Replaying real call transcripts as your test set is a trap. The failures come from the inputs a user produces exactly once.
TL;DR: Our voice-agent regression suite was 312 recorded production calls, all passing. The page at 3am came from a caller who switched between English and Hindi mid-sentence, a pattern that appeared zero times in those 312 calls. Replaying real transcripts tests the confidence you already have. It does not test the inputs that actually break you. We moved to simulating adversarial callers, and below is what I learned trying five tools to generate and grade those simulated conversations (as of June 2026).
The test set was real, and that was the problem
For about four months our regression set was 312 recorded production calls. It felt rigorous. Real audio, real ASR output, real user intents, replayed on every deploy. Green for weeks.
Then the 3am page. A caller switched between English and Hindi inside single sentences. Our ASR mis-segmented the mixed-language audio, the intent classifier saw garbage, and the agent fell into a clarification loop it could not exit. The caller hung up. The dashboards were fine the whole time.
I went looking for that pattern in the 312 calls. It was not there. Not once. The people who code-switch like that had mostly churned months earlier, so the behavior was absent from the recordings exactly because it was a problem we never handled. A test set built from past traffic contains what already happened, weighted toward the common case. The failures that page you are rare by definition, and rare things are missing from a sample of the past.
Why replay gives false confidence
Replaying recorded calls is a regression test for behavior you have already seen. That is useful. It catches the case where a deploy breaks something that used to work. What it cannot do is produce an input you have never received. For that you have to manufacture the input on purpose: the fast talker who never pauses, the caller who interrupts the agent two words in, the code-switcher, the person who changes their mind halfway through a sentence, the line with a TV on in the background. That is simulation, and it is a different activity from replay.
What I tried to generate and grade simulated calls
Five tools, roughly a week each, same eight adversarial caller profiles.

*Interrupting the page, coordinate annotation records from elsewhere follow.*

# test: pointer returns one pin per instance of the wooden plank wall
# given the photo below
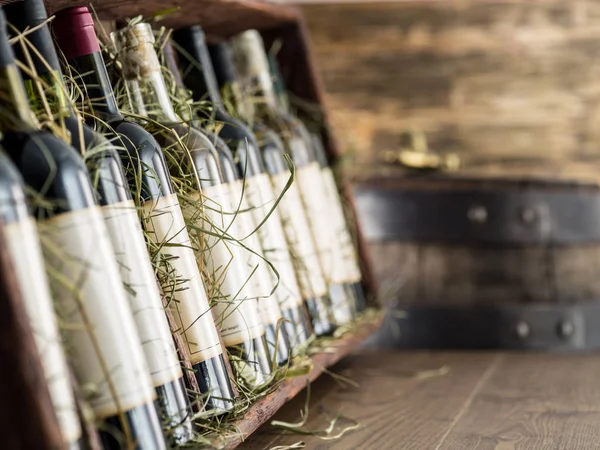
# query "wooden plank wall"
(506, 84)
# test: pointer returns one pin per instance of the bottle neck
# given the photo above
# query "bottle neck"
(234, 100)
(283, 100)
(183, 109)
(197, 69)
(253, 68)
(146, 88)
(90, 74)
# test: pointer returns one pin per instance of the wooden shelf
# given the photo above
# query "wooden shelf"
(219, 17)
(263, 409)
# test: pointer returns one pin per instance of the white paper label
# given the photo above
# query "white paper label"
(351, 267)
(225, 272)
(165, 227)
(144, 298)
(24, 249)
(261, 199)
(299, 237)
(108, 357)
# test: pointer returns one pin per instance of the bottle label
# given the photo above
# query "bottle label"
(108, 357)
(299, 237)
(165, 228)
(142, 291)
(261, 201)
(24, 249)
(225, 272)
(262, 278)
(351, 269)
(312, 189)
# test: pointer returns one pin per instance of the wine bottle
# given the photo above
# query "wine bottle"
(108, 359)
(258, 192)
(161, 214)
(244, 226)
(297, 230)
(20, 235)
(206, 198)
(253, 68)
(104, 164)
(342, 229)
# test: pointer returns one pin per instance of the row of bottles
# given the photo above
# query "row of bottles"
(131, 220)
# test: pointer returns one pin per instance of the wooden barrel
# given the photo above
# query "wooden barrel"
(485, 263)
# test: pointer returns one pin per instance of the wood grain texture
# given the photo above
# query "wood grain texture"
(402, 401)
(504, 83)
(27, 417)
(533, 402)
(410, 274)
(485, 401)
(264, 408)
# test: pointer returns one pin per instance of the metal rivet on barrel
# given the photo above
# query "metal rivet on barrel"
(477, 214)
(523, 330)
(528, 215)
(565, 329)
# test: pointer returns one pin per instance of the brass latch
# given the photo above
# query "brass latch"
(417, 156)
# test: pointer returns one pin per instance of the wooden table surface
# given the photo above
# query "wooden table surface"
(451, 401)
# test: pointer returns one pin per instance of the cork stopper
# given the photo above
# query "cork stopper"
(250, 56)
(75, 33)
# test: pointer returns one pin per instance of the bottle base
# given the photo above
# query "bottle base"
(174, 411)
(318, 308)
(361, 299)
(298, 328)
(282, 353)
(144, 430)
(253, 363)
(342, 301)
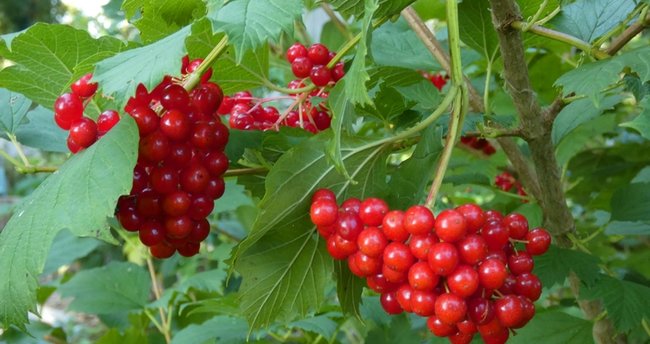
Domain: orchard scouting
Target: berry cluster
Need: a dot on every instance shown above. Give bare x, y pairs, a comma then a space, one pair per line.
479, 144
460, 269
248, 113
506, 182
68, 115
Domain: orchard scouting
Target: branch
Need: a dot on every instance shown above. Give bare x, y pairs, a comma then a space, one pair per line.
561, 37
557, 216
508, 145
619, 42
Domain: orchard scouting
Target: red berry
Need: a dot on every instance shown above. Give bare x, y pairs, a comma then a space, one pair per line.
324, 212
517, 225
450, 226
538, 241
372, 211
418, 220
421, 277
443, 258
393, 226
372, 241
389, 303
492, 273
295, 51
83, 87
397, 256
68, 108
318, 54
450, 308
83, 132
320, 75
106, 121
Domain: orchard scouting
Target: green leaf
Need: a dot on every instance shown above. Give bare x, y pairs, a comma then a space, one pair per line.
357, 76
591, 78
120, 74
554, 327
631, 203
320, 324
221, 329
67, 248
250, 24
99, 175
552, 267
45, 57
164, 17
578, 112
627, 303
386, 8
284, 265
232, 77
641, 123
33, 126
343, 114
476, 28
590, 19
12, 116
408, 183
348, 288
395, 44
628, 228
116, 287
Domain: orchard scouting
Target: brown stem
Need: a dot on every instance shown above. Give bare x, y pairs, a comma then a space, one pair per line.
557, 216
508, 145
619, 42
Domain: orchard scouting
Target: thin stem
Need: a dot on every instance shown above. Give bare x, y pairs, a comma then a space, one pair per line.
157, 291
194, 77
245, 171
561, 37
340, 25
19, 149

None of these is voice-specific; I drove them off transcripts plus a separate ASR/TTS layer. Honest notes, your mileage will differ:
- Promptfoo: fast to wire into CI and good for red-teaming a prompt with generated variants. The fiddly part was that conversation state across turns was a manual build.
- LangSmith: dataset versioning and the trace view were the best of the set. The simulation half I had to assemble myself.
- Future AGI Simulate: persona-based, you define caller personas and it runs them through the agent, which matched how I already thought about adversarial callers (as of June 2026). Voice was not first-class, so I ran it on transcripts with ASR and TTS bolted on.
- Braintrust: the nicest UI for eyeballing where a run diverged. Persona definitions lived outside it, in my code.
- DeepEval: the most knobs for synthetic-conversation generation. Tuning the synthesizer to stop producing unrealistic turns took a while.
- Confident AI: a reasonable hosted layer on top of DeepEval, though it is another account and key to manage. I am deliberately not crowning one. Braintrust had the UI I liked, DeepEval had the most generation control, and the persona abstraction in Future AGI's Simulate (part of their open work at github.com/future-agi) lined up with how I list out adversarial callers. Any of them can run a persona once you have written the persona.
The thing that actually moved the needle was not the tool
It was the persona list. Once we had written eight adversarial callers (the angry caller, the two-words-then-silence caller, the code-switcher, the background-noise line, and so on), every tool above could run them and grade the results. The leverage was in naming the failure modes, not in the framework that executed them. We spent two days arguing about the personas and twenty minutes wiring the runner.
The open question I still have
The space of adversarial callers is infinite, and we maintain eight. We chose those eight from incident postmortems, which means we are still only simulating failures we have already been burned by at least once. The genuinely novel failure, the next 3am page, is still unguarded. I do not have a principled way to pick simulation personas before the incident teaches me the persona. If you have one, that is the comment I want to read.
FAQ
Why not just add each failed call to the regression set after the incident?
We do. It is still reactive. The replay suite trails production by one outage, permanently.
Doesn't simulated traffic drift away from what real users do?
Yes, and that is a real cost. We re-sample the real call distribution monthly and adjust how often each persona fires. Simulation supplements replay; it does not replace it.
Is any of this voice-specific?
Most of it applies to text agents too. Voice just adds two more failure surfaces: ASR segmentation and barge-in timing. The code-switching incident was really an ASR segmentation failure that a text agent would never have hit.